Vaccine Strain Polio Viruses - Greatest Threat of Polio
Emerging form of poliovirus threatens hopes for eradication
by Erin Digitale
Circulating vaccine-derived polioviruses are "the biggest surprise" that scientists have encountered in their work to end polio, said Walter Orenstein, MD, lead author of a 2014 clinical report about polio eradication from the American Academy of Pediatrics and a professor of medicine at Emory University. The viruses "are genotypically vaccine, but phenotypically wild virus," Orenstein explained; in other words, they look genetically like the vaccine, but behave in nature like their wild counterparts.
How a mutated virus regains power
These vaccine-derived viruses are escapees. They start in the intestines of a tiny fraction of people who receive the oral polio vaccine.

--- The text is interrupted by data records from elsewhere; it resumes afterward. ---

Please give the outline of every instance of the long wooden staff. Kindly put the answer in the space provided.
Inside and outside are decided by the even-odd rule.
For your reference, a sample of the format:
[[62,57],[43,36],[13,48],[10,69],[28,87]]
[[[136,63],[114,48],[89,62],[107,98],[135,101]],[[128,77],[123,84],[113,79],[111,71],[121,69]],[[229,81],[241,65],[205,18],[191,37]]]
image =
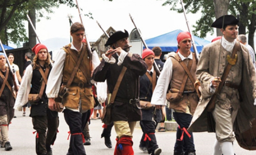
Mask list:
[[107,33],[107,32],[105,31],[104,31],[104,30],[101,27],[101,25],[100,25],[100,24],[99,24],[99,22],[98,22],[97,21],[96,21],[96,22],[99,25],[99,28],[100,28],[100,29],[102,29],[102,30],[103,31],[103,32],[104,33],[104,34],[105,34],[105,35],[106,35],[106,36],[107,36],[107,37],[108,37],[108,38],[109,38],[109,36]]
[[31,25],[31,27],[33,28],[33,30],[34,30],[34,32],[35,34],[35,36],[36,36],[36,38],[37,38],[38,40],[38,42],[39,42],[40,43],[41,43],[41,42],[40,42],[40,40],[39,40],[39,38],[38,38],[38,36],[37,35],[37,34],[36,34],[36,31],[35,31],[35,26],[34,26],[34,25],[33,25],[33,23],[32,23],[32,22],[31,21],[31,20],[30,20],[29,16],[29,15],[27,14],[27,17],[28,18],[28,20],[29,20],[29,23],[30,23],[30,25]]
[[18,86],[17,85],[17,84],[15,80],[15,73],[13,72],[13,70],[11,68],[11,64],[10,64],[10,62],[9,62],[9,60],[8,59],[7,55],[6,53],[4,48],[3,48],[3,44],[2,43],[2,41],[1,41],[1,39],[0,39],[0,45],[1,45],[1,48],[2,48],[2,50],[3,54],[4,54],[4,56],[6,59],[6,62],[7,62],[7,65],[8,65],[8,67],[10,68],[10,70],[11,70],[11,72],[12,72],[12,81],[13,81],[13,84],[14,85],[14,89],[15,90],[15,92],[17,92],[18,91]]
[[[146,44],[146,42],[145,42],[144,40],[142,38],[141,34],[140,34],[140,31],[139,28],[137,28],[137,26],[136,26],[136,25],[135,25],[135,23],[133,20],[133,19],[132,18],[132,17],[131,17],[131,14],[129,14],[130,15],[130,17],[131,18],[131,20],[132,23],[134,24],[135,28],[136,28],[136,29],[137,29],[137,31],[138,31],[138,33],[139,33],[139,35],[140,35],[140,39],[141,39],[141,41],[142,41],[142,43],[144,45],[145,48],[146,48],[147,49],[148,49],[148,47],[147,45],[147,44]],[[153,67],[154,67],[154,68],[156,70],[156,73],[157,73],[157,75],[158,76],[159,76],[161,72],[160,72],[160,70],[159,70],[158,67],[157,67],[157,63],[156,63],[156,62],[154,60],[154,61]]]
[[[189,25],[189,22],[186,18],[186,10],[185,9],[185,7],[184,7],[184,4],[183,3],[183,1],[182,1],[182,0],[180,0],[180,3],[181,4],[181,6],[182,6],[182,8],[183,9],[184,16],[185,17],[185,19],[186,19],[186,21],[187,24],[187,26],[188,27],[188,29],[189,29],[189,32],[190,34],[192,34],[191,33],[190,25]],[[192,45],[193,45],[193,48],[194,49],[194,53],[195,53],[195,61],[196,62],[196,64],[197,65],[198,63],[198,51],[197,49],[196,48],[196,46],[195,45],[195,42],[194,37],[193,37],[193,35],[192,35],[192,34],[191,34],[191,40],[192,41]]]
[[[82,18],[82,16],[81,16],[81,14],[80,11],[80,8],[79,7],[79,5],[78,5],[78,2],[77,0],[76,0],[76,6],[77,6],[77,8],[78,9],[78,13],[79,14],[79,17],[80,18],[80,20],[81,21],[81,23],[84,25],[83,22],[83,19]],[[85,29],[85,27],[84,26],[84,29]],[[85,30],[84,30],[84,38],[85,38],[85,40],[86,41],[86,43],[87,44],[87,48],[88,48],[88,50],[90,51],[90,54],[92,54],[92,50],[91,48],[90,45],[90,42],[89,40],[87,39],[87,33],[86,33]]]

The oral vaccine uses live, but attenuated, strains of poliovirus, meaning the pathogen has been altered to be harmless—or at least much less virulent. In about one in a million people, though, the attenuated poliovirus mutates in such a way that it regains its potency. Sometimes, it sickens the individual who got the vaccine, a problem known to doctors for decades.
What's come as a surprise, however, is that even if these mutated viruses fail to affect the person in whom they originate, they may escape into the environment in the individuals' feces and start infecting people like wild viruses do: In areas with poor sanitation systems, untreated sewage spreads the new viruses to others, who can become sickened. For instance, in Nigeria during the first nine months of 2014, 21 polio cases were caused by the circulating vaccine-derived viruses, compared to six cases from the wild virus, according to a report from the U.S. Centers for Disease Control and Prevention. In the same period, Pakistan had 22 cases from circulating vaccine-derived viruses and 170 from wild viruses, while Afghanistan had no cases from vaccine-derived viruses and nine from wild poliovirus, the CDC reported.
The risk is prompting public health experts to re-examine how best to protect children in developing countries from polio. For example, with a grant from the Bill & Melinda Gates Foundation, Maldonado is collecting data in communities in Mexico that are changing their polio-vaccination strategy.
"It's important to understand how we can phase out the live-virus vaccine, so that we can use the killed vaccine in the best way possible," Maldonado said, referring to a vaccination method that uses an injection of dead poliovirus. "We want not only to prevent circulation of natural polio, but also to understand how to prevent the viruses derived from the live vaccine from becoming the next source of paralysis in communities."